In 1942, 120,000 men, women and children were ordered by the United States government to leave their jobs, schools and homes. Two thirds were American citizens. The charges against them: they were of Japanese descent. There were no hearings or trials. They were told to bring with them only what they could carry and herded onto buses and trains, unaware of where they were going or what would happen to them. They were uprooted from their lives and deprived of their freedom. “All of a sudden,” says Shig Honda, 15 years old at the time, “I was beginning to understand what racism was.”

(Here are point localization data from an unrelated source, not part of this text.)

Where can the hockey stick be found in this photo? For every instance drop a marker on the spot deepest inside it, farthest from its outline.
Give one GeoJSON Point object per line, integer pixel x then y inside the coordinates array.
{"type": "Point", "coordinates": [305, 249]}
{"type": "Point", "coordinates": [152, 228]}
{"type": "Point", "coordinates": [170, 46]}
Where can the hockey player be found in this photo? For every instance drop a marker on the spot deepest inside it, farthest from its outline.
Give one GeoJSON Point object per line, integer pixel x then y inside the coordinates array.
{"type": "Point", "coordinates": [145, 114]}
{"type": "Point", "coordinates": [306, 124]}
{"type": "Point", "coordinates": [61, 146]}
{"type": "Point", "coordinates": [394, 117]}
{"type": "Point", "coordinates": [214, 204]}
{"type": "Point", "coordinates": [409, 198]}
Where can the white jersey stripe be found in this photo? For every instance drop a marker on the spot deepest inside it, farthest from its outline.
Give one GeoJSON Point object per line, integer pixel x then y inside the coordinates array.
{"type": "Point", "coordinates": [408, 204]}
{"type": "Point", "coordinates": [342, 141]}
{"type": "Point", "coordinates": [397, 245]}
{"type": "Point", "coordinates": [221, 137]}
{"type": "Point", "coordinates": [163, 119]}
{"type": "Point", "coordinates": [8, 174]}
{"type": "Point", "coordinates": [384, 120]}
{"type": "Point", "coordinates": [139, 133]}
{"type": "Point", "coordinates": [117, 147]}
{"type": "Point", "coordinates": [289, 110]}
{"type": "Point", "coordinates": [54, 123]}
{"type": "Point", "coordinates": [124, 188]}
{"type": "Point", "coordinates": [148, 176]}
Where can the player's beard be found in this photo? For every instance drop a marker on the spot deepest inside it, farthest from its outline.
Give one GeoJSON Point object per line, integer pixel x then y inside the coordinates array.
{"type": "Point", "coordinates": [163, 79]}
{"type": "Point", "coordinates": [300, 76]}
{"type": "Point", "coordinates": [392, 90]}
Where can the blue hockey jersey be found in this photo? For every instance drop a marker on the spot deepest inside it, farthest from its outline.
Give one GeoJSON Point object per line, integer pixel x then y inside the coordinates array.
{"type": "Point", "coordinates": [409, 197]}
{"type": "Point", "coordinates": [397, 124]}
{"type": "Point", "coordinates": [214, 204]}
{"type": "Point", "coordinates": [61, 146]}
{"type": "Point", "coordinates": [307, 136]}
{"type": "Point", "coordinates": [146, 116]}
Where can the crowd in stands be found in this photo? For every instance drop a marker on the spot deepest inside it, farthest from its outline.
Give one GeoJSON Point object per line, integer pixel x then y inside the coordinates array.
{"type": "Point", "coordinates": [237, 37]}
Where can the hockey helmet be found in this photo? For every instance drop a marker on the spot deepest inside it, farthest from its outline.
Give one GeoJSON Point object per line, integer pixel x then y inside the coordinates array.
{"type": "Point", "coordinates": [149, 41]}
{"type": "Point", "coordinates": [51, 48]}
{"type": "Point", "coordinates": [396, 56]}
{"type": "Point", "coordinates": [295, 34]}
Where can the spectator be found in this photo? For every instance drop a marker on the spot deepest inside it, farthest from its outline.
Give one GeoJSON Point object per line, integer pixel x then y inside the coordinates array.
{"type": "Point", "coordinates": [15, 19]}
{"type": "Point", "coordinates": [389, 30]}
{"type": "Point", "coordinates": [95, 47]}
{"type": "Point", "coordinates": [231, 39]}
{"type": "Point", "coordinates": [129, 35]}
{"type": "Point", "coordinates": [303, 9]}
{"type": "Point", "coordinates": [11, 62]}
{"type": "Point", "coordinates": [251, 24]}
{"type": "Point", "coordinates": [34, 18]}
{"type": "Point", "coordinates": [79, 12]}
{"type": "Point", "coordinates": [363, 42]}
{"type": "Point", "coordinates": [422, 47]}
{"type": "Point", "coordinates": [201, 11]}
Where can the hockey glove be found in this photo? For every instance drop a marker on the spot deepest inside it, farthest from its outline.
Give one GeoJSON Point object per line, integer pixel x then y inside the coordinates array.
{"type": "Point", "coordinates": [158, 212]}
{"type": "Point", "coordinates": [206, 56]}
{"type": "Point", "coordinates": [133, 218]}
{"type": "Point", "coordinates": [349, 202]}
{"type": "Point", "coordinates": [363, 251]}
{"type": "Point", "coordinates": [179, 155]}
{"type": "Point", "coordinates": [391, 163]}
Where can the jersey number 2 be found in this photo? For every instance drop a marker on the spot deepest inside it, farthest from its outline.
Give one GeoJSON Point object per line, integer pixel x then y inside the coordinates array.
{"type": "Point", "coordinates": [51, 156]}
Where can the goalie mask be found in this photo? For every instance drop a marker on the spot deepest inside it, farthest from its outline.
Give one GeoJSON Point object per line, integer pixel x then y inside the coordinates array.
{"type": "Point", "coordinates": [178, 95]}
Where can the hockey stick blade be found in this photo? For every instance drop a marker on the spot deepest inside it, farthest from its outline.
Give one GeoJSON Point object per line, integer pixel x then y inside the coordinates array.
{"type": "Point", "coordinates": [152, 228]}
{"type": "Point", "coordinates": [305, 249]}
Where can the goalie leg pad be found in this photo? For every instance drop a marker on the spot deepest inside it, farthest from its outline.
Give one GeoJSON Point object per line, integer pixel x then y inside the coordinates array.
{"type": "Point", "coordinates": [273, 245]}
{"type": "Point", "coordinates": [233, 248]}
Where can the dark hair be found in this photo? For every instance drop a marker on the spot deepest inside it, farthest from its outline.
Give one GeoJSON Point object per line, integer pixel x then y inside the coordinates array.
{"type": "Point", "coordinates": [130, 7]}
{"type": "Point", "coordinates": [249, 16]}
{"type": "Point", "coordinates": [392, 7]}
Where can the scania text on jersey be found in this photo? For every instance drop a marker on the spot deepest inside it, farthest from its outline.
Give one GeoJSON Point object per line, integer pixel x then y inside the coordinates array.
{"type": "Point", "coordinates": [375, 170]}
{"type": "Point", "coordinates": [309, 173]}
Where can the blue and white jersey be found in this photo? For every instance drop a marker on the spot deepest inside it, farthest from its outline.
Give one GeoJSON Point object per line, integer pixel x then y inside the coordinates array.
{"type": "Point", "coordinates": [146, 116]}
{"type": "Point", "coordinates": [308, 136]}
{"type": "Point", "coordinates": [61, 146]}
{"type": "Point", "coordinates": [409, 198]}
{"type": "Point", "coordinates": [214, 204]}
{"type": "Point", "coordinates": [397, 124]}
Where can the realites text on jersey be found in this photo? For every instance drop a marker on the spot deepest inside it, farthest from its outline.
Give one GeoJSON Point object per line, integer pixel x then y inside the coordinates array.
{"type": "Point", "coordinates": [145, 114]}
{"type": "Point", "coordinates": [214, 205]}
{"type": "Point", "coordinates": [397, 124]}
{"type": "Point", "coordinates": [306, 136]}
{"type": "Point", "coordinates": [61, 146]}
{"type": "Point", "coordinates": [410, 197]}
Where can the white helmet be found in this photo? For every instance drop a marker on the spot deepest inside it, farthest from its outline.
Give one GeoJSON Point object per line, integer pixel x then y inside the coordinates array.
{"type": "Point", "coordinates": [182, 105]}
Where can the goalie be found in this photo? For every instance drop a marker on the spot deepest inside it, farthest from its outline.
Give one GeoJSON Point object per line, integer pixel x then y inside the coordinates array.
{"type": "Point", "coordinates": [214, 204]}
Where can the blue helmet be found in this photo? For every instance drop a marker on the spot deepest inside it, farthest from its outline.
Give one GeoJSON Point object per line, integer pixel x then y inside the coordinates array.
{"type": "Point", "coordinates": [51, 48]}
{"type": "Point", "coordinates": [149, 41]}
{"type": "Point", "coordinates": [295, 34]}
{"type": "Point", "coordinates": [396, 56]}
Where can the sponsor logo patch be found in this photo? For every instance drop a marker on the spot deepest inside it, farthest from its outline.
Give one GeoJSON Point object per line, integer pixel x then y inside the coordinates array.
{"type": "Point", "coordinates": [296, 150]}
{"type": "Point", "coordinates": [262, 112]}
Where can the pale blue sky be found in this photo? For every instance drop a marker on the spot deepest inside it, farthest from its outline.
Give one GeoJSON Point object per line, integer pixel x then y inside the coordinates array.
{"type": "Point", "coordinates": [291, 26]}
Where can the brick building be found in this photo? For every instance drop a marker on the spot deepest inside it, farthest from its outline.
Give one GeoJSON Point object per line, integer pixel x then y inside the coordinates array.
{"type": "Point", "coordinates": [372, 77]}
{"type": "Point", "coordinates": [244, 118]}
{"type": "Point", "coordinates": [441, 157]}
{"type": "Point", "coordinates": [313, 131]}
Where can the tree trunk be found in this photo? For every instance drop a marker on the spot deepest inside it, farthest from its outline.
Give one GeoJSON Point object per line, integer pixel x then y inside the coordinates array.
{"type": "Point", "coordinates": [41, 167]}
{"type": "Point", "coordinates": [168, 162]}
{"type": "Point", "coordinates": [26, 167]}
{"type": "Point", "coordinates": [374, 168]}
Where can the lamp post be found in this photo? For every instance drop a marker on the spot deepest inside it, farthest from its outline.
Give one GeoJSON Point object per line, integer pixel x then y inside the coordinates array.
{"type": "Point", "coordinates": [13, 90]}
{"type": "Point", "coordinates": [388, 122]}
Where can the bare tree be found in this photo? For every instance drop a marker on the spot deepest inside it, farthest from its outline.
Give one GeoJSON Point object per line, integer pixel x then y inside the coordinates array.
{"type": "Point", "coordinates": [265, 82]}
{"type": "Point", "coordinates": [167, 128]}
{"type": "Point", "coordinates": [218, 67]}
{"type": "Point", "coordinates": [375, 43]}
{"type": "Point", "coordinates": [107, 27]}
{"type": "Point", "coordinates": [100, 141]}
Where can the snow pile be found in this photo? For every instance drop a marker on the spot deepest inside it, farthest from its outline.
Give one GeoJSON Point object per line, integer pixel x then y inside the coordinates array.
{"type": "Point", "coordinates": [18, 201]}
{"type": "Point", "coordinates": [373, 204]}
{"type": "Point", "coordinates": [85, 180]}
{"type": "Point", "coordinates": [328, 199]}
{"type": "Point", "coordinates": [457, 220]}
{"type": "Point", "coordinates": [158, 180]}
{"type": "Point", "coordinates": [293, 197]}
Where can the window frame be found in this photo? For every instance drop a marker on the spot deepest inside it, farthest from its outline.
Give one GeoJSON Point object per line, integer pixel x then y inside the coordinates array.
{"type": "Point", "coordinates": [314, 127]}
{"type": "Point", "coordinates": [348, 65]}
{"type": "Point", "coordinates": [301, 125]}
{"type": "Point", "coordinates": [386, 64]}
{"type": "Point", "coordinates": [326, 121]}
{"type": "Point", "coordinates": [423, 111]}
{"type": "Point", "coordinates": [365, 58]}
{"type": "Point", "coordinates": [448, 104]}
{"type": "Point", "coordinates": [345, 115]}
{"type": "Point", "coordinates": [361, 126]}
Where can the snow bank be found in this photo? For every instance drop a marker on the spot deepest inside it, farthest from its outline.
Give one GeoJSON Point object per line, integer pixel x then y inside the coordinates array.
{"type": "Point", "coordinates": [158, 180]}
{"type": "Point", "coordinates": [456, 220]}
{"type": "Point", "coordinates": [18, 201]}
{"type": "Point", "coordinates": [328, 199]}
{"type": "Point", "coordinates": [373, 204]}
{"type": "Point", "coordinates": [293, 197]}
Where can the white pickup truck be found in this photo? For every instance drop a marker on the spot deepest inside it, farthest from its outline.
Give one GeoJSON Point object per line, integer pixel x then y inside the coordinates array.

14,000 were confined behind barbed wire, surrounded by armed guards in watchtowers, in desolate, cold Heart Mountain, Wyoming. ALL WE COULD CARRY is their story, told through the memories of twelve Japanese Americans, children and young adults at the time. For up to three and a half years, the prisoners persevered despite deprivation and uncertainty. Although families were fractured and dignity denied, it was also a place where couples fell in love, where babies were born, where lifelong bonds were forged.
Filmmaker Steven Okazaki, whose father was imprisoned at Heart Mountain, captures this essential piece of history in a way that is both compelling and relatable: providing vivid accounts of daily life in the camps as well as the resilience of those imprisoned there.
ALL WE COULD CARRY is screened for all visitors to the Heart Mountain Interpretive Center in Powell, Wyoming.